Дейрдре.
В помещении воцарилась абсолютная тишина. Широ держал клинок у горла Дейрдре, Никодимус проделывал то же со мной. Маленький старый рыцарь казался уже не тем человеком, с которым я разговаривал совсем недавно. Нет, физически он не изменился, но держал себя совсем по-другому: лицо его застыло, как камень, который долгие годы сделали только крепче. Его движения напоминали танец – изящные, стремительные, ловкие. Взгляд сиял скрытой безмолвной уверенностью, руки казались пучком тугих, напряженных мышц. Лезвие меча блестело от крови в свете факелов.
Тень Никодимуса попятилась от старика еще дальше.
Наверное, ледяная вода в сочетании с внезапно вспыхнувшей надеждой опьянила меня. Я вдруг сообразил, что пою как безумный: «Тигр, о Тигр, светло горящий!»
– Заткнись, – коротко бросил мне Никодимус.
– Вы уверены? – спросил я его. – Но, конечно, если вы предпочитаете что-нибудь про Майти-Мауса… Хотя, на мой взгляд, «Тигр» подходит куда как лучше. – Никодимус нажал на нож чуть сильнее, но меня уже понесло, и я никак не мог остановиться. – Нет, правда быстро? То есть фехтовальщик из меня никудышный, но лично мне старик показался охренительно быстрым. А вам? Спорим, он махнет своим мечом, а вы и не заметите, пока у вас лицо от башки не отвалится.
Я услышал, как Никодимус скрипнул зубами.
– Гарри, – негромко произнес Широ. – Прошу вас.
Я заткнулся и продолжал стоять с приставленным к горлу ножом, дрожа от холода, боли и надежды.
– Чародей – мой, – произнес Никодимус. – Он сделал выбор. Тебе это известно. Он сам решил участвовать в этом.
– Да, – кивнул Широ.
– Ты не можешь забрать его у меня.
Широ покосился на разбросанных по полу громил, потом на пленницу, которую продолжал удерживать на полу.
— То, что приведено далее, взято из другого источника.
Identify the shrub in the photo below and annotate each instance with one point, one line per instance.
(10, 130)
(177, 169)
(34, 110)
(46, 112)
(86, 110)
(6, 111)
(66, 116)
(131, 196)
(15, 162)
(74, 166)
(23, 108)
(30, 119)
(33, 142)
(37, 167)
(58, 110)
– Может, да. А может, и нет.
– Только попробуй – и чародей умрет. Ты не можешь требовать для него избавления.
Секунду-другую Широ молчал.
– В таком случае мы можем совершить обмен.
Никодимус расхохотался:
– Мою дочь на чародея? Нет. У меня есть на него виды, и смерть его послужит мне – что сейчас, что позже. Причини ей хоть малейший вред – и я убью его здесь и сейчас.
Широ спокойно смотрел на динарианца:
– Я имел в виду не твою дочь.
Все внутри у меня как-то разом сжалось. Я почти услышал, как Никодимус улыбается.
– Умный ход, старик. Ты ведь знаешь, я не упущу такой возможности.
– Я тебя знаю, – кивнул Широ.
– Тогда ты знаешь и то, что твоего предложения мало, – сказал Никодимус. – И вполовину недостаточно.
На лице Широ не мелькнуло и тени удивления.
– А что предложил бы ты?
Никодимус понизил голос.
– Поклянись мне, что не предпримешь попытки бежать. Что не будешь призывать на помощь. Что сам не освободишься тайком.
– Чтобы ты удерживал меня годами? Нет. Но я даю тебе этот день. Двадцать четыре часа. Этого хватит.
Я осторожно – чтобы не порезаться – покачал головой.
– Не делайте этого. Я знал, на что иду. Майклу нужна ваша…
Никодимус врезал мне кулаком по почкам, и я задохнулся.
– Заткнись, – сказал он, повернулся обратно к Широ и медленно наклонил голову. – Двадцать четыре часа. Согласен.
Широ повторил его движение.
– А теперь освободи его.
– Очень хорошо, – произнес Никодимус. – Как только ты освободишь мою дочь и отложишь меч, я отпущу чародея. Обещаю.
Старый рыцарь только улыбнулся.
– Я знаю цену твоим обещаниям. А ты – моим.